En effet, la particularité de la fantasmagorie par rapport au spectacle de lanterne magique traditionnelle réside dans la pratique de la rétroprojection sur un écran translucide qui dissimule le projecteur aux yeux du spectateur : les sujets semblent surgir du néant, face au public médusé par ce sortilège.
Le fantascope
L’appareil de projection utilisé en fantasmagorie est à la fois une lanterne magique et un mégascope. Le projecteur est situé non pas devant mais derrière l’écran, dans un espace ou opère librement le projectionniste. Mobile sur ses roues, l’appareil peut varier sa distance de projection à l’écran, ce qui permet d’agrandir ou rapetisser le sujet à volonté et donc de simuler son déplacement vers le public.

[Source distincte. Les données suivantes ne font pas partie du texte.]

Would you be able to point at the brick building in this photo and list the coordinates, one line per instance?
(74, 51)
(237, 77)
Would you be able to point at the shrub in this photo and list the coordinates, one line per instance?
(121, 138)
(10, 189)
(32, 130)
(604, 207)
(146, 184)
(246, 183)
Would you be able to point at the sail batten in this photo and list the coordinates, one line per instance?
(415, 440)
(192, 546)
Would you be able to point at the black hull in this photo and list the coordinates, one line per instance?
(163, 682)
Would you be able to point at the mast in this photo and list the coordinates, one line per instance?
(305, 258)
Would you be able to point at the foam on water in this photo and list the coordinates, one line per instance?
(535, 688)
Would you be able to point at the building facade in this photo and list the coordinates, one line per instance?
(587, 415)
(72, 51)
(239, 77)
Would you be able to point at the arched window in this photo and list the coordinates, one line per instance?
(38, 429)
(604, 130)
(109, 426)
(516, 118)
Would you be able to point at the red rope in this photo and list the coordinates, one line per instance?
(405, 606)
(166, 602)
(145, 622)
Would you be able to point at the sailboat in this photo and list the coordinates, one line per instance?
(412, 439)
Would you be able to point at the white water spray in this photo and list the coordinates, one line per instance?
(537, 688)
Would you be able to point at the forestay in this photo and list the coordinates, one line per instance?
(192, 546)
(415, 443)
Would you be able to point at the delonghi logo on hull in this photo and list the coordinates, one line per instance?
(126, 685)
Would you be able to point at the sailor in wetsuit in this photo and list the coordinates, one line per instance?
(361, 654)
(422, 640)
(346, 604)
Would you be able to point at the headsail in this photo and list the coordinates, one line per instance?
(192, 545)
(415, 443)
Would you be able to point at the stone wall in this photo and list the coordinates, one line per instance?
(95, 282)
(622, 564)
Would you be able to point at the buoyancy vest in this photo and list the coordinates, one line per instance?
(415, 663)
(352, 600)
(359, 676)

La partie mégascope de l’appareil permet en outre la projection des corps opaques : parmi d’autres trésors, il reste ainsi dans les collections du musée des arts et métiers un fort joli squelette articulé de manière à soulever le couvercle de son tombeau...
Un spectacle banalisé
Au début du 19e siècle, la fantasmagorie se répand dans toute l’Europe, de Londres à Madrid, en Russie, et jusqu’en Amérique. Devenue une attraction populaire, elle intègre le programme des magiciens et physiciens itinérants, puis fait figure d’intermède sur les scènes des théâtres de province, de plus en plus souvent complétée par la projection de vues en fondu enchaîné et de chromatropes aux effets lumineux psychédéliques.